We’d Rather Not

Prose, Volume 5; Issue 1

My patient, Charles Hirsh, a long and lean aging man, lay on top of his assigned hospital bed, waiting for a visit from the anesthesiologist in preparation for surgery to contain a terminal cancerous process and divert his stool evacuation. His wife, whose brown hair surged through a ring at her neck, sat near him across the bed from me when I walked into their room. I pulled a chair up to the bed as I came closer, though I stood at the bedside to take only a quick confirmatory history because Mr Hirsh’s chart notes described well his medical state and the surgical plan. General anesthesia for this surgery would be pretty straightforward.

That’s not what troubled them. Charles and Kara, as they had introduced themselves to me, were concerned about this major bowel surgery that would totally disrupt anatomic stool evacuation as well as food ingestion.

“Into a bag and out in a bag is the outcome?” Charles asked.

“This is palliative, but there’ll no longer be a growing mass,” I said.

“What do you think?” Charles asked.

“Is it worth it?” Kara added.

“Those are different questions than I anticipated answering pre-op.”

“These are the most important for us,” Kara said.

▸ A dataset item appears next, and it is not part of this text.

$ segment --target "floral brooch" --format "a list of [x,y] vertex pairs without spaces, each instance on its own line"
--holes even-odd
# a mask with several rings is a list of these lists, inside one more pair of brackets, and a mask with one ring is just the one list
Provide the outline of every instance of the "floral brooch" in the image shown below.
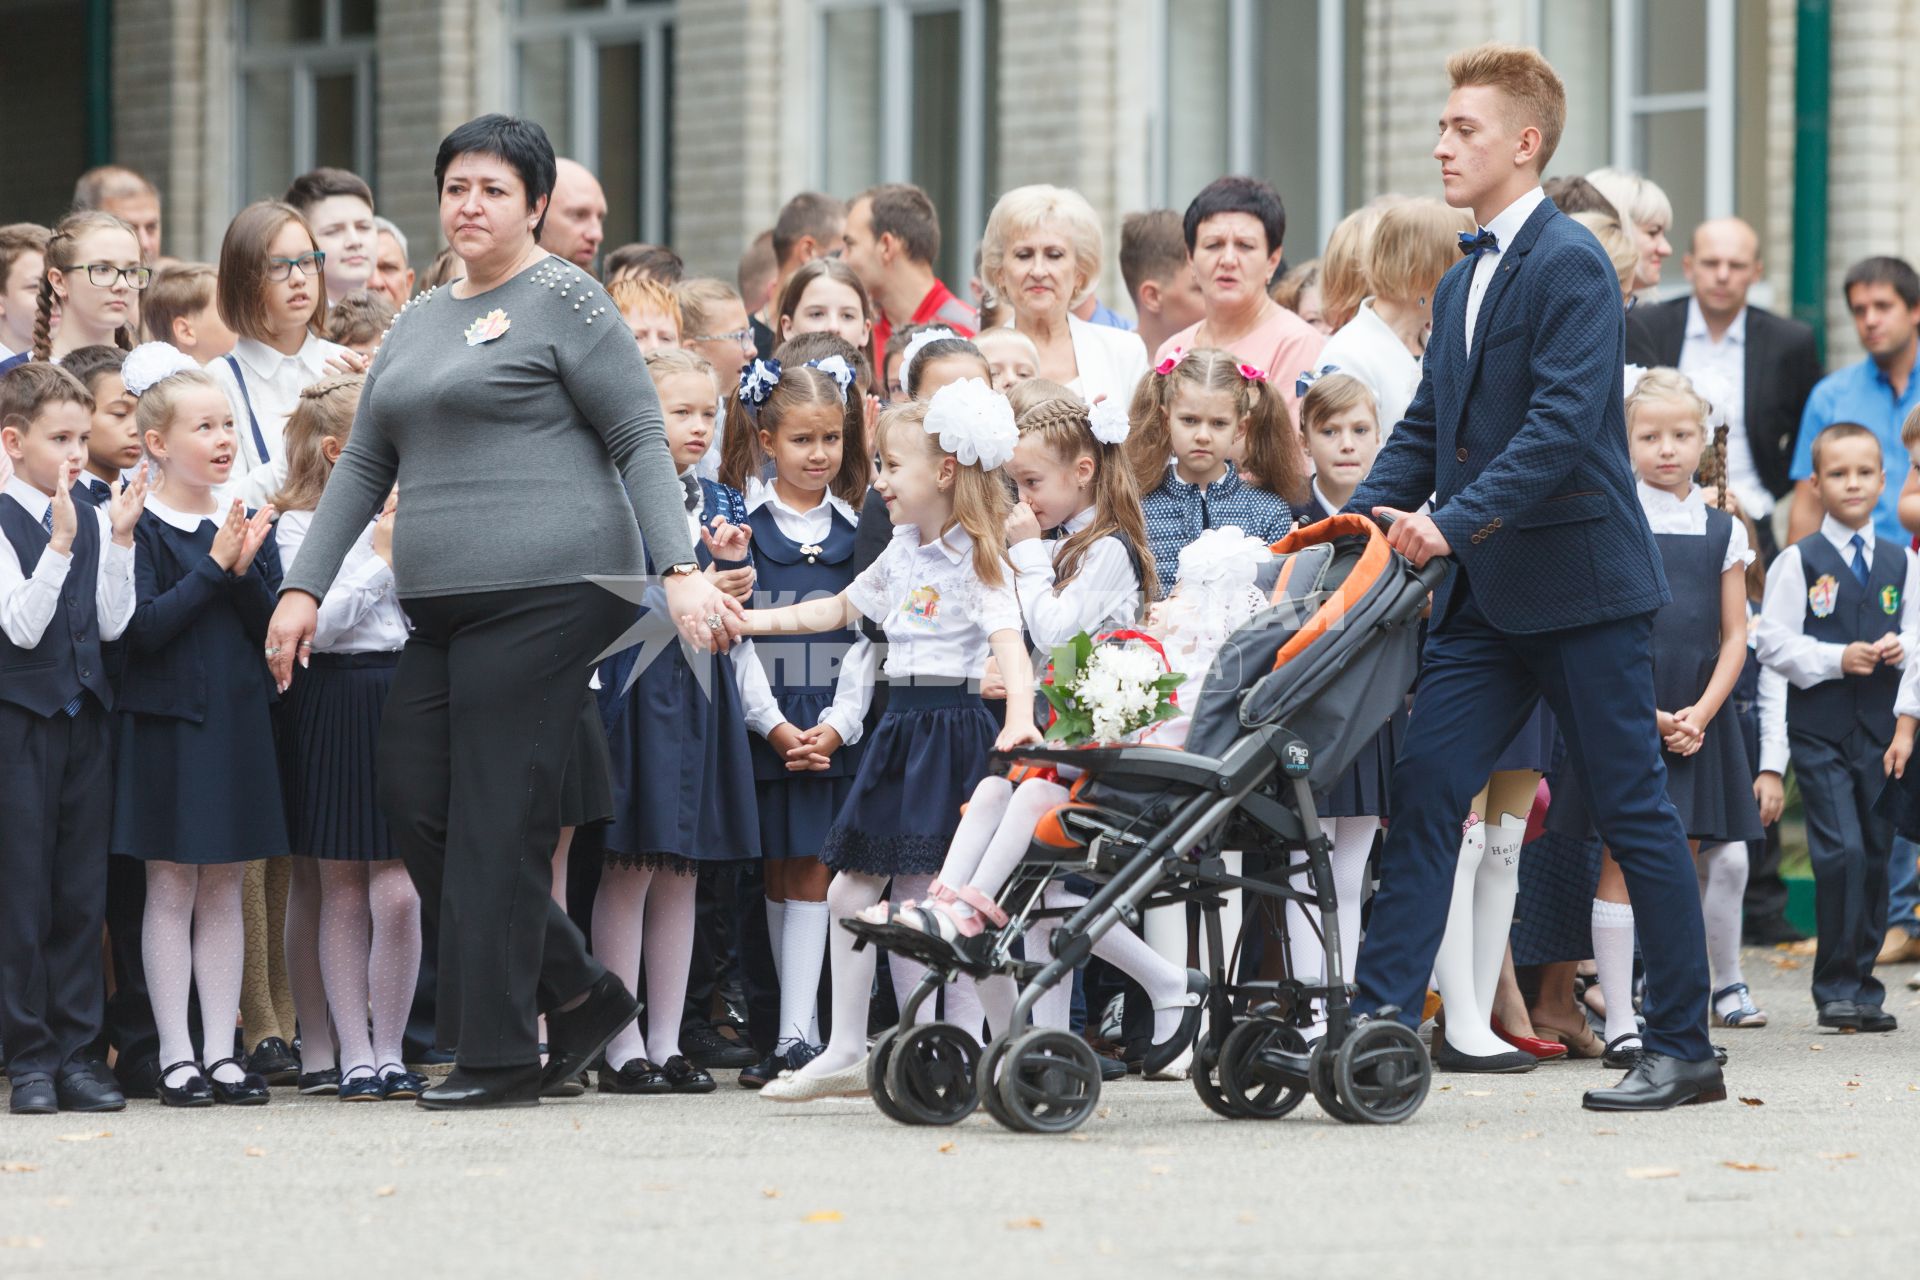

“I can’t predict the procedure’s success or benefits for you. If you’re not ready, you can delay surgery. It’s a big change.”

They had worries. Would he stroke-out? Would his heart survive it? What would life be like with this daily bag process? They also feared chemotherapy. “I don’t want to be that sick,“ he said.

The more I listened the more I heard their respectful reluctance.

“We’d rather not,” Charles and Kara said.

“That’s okay,” I said.

Sighing relief, both beamed gratitude.